Como engenheiro agrônomo em qual empresa foi seu primeiro emprego?


Foi na Nestlé. Quando me formei na ESALQ em 1964, já podíamos escolher o curso optativo, fiz a opção por tecnologia de alimentos, que é uma matéria que eu gosto muito. Dos 86 alunos, 14 ganharam uma viagem de 40 dias para os Estados Unidos. Visitamos as indústrias de alimentos daquele tempo nos Estados Unidos. Um exemplo mais gritante para nós foi a soja, aqui no Brasil não havia nem o cultivo de soja. E lá eles já faziam carne de soja. Cinco professores da ESALQ nos acompanharam nessa viagem. Um dos que colaboraram para que viajássemos foi o Dedini. Meu pai tinha muita amizade com o Jordão, que era professor do Senai e tinha excelente relacionamento com o Comendador Mário Dedini, Meu pai falou com o Jordão sobre a nossa necessidade de complementar recursos para a viagem. O Jordão falou com Mário Dedini, eu e outro colega fomos até a casa do Comendador Mário Dedini que autorizou o seu departamento financeiro a colaborar no complemento de verbas para viajarmos. A estadia foi paga pelos americanos. O ponto alto dessa visita é que cada professor americano era especialista em um assunto, e aqui no Brasil havia professores com conhecimentos genéricos. Os americanos ficaram assombrados em saber que um só professor conhecia tecnologia de óleo, de carne, de frutas, açúcar e álcool. Só que o especialista americano conhecia determinado assunto com profundidade. Quando voltei fui trabalhar na Nestlé em Araras. Permaneci lá por uns quatro anos.
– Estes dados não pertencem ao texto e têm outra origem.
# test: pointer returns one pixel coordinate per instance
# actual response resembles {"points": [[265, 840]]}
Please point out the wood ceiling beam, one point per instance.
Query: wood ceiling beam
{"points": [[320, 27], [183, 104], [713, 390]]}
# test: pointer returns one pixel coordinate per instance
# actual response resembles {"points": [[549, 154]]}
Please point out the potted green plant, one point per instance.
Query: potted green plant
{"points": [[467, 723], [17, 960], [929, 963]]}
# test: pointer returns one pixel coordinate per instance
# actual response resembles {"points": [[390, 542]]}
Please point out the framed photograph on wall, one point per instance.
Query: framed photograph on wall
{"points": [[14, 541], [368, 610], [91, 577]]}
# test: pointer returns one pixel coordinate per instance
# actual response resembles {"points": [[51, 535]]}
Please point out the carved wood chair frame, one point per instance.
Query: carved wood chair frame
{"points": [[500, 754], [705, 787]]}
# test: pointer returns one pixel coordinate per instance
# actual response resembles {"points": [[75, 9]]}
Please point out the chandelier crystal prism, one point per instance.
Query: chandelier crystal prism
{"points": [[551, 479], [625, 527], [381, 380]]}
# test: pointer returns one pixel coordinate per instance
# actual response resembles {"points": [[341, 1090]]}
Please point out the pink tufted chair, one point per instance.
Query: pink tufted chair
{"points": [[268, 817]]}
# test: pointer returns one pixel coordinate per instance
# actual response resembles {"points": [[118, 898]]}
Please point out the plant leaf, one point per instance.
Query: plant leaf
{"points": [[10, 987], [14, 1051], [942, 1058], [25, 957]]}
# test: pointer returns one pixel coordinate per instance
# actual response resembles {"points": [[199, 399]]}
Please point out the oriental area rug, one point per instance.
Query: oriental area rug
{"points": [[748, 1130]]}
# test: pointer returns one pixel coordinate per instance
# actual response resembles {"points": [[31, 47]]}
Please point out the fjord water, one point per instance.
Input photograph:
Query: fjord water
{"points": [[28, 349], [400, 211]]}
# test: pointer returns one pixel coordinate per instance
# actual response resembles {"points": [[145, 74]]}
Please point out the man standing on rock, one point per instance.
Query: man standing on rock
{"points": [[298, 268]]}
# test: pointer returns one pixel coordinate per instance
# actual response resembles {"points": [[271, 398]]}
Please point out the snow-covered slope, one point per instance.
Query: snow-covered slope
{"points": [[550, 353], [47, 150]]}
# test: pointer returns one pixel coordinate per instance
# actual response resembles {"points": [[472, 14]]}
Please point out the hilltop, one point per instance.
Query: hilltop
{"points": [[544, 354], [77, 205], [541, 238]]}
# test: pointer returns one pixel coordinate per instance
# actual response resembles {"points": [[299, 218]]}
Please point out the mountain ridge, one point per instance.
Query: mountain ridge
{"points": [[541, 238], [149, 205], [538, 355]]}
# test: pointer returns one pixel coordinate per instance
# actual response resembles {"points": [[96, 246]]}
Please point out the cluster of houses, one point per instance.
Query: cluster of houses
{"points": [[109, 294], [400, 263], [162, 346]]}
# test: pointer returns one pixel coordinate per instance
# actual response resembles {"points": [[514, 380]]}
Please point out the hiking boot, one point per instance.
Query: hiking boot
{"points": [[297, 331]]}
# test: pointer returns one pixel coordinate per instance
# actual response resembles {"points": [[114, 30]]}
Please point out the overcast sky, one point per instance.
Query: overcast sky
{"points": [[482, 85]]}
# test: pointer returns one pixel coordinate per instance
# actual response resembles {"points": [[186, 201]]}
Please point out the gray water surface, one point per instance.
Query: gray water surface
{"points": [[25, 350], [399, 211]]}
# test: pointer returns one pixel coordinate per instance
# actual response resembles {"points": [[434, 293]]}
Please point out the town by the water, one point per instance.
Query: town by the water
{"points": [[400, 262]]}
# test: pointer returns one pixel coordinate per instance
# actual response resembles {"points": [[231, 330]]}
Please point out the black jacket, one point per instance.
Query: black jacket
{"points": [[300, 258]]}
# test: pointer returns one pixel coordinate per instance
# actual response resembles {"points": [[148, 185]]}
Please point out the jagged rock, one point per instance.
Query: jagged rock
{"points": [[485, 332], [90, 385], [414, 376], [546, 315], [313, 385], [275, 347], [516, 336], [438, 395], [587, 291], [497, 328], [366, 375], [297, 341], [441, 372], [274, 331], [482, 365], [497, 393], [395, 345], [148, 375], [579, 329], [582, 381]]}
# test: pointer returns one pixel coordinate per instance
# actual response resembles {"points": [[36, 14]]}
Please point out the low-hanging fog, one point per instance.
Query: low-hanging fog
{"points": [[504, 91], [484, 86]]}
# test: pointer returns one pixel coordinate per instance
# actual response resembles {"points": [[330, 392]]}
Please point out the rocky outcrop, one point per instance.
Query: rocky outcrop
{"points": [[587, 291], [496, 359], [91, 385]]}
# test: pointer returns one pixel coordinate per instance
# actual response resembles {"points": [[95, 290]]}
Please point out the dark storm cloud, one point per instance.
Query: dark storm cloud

Depois da Nestlé qual foi seu próximo local de trabalho?


Fui para o Instituto Brasileiro do Café, o IBC, onde permaneci por oito anos. Trabalhei em Nova Esperança, a 30 quilômetros e Maringá. Quando cheguei lá tinha 18 milhões de pés de café só na redondeza de Nova Esperança. Setenta por cento da produção mundial do café é Coffea arabica, outros trinta por cento do consumo é do café conilon.


Quantas espécies de café existem?


Umas 18 ou 20. Comercialmente falando no Brasil predomina o Coffea arabica. O Brasil até certo tempo vendia o café commodity, de um tempo para cá, de uns 10 anos para cá, o Brasil acordou para um nicho de cafés especiais. Ai entra um conjunto comerciantes de café americano, produtores de café brasileiro. O café foi deslocado para Minas Gerarais na região do serrado, o diretor da Associação da Indústria Brasileira do Café – ABIC, fez uma comparação do café com a produção do vinho francês, ou seja, agregar valores ao café. Isso está sendo feito.


Quais são os efetos do café no organismo humano?


Há controvérsias. Poucos sabem que a cafeina contida no café é menor do que no chá.


O Brasil depende muito ainda da exportação do café?


Em torno de vinte por cento das exportações brasileiras são de café, parece que não porque a soja cresceu muito. Chegamos a exportar oitenta e oito por cento do café consumido no mundo. Existe um trabalho feito no México onde conclui que o aproveitamento do café ao fazer a infusão (café) o aproveitamento é de apenas seis por cento. Desse resíduo era tudo jogado fora, Hoje estão procurando fazer uma série de indústrias baseadas no resíduo do café.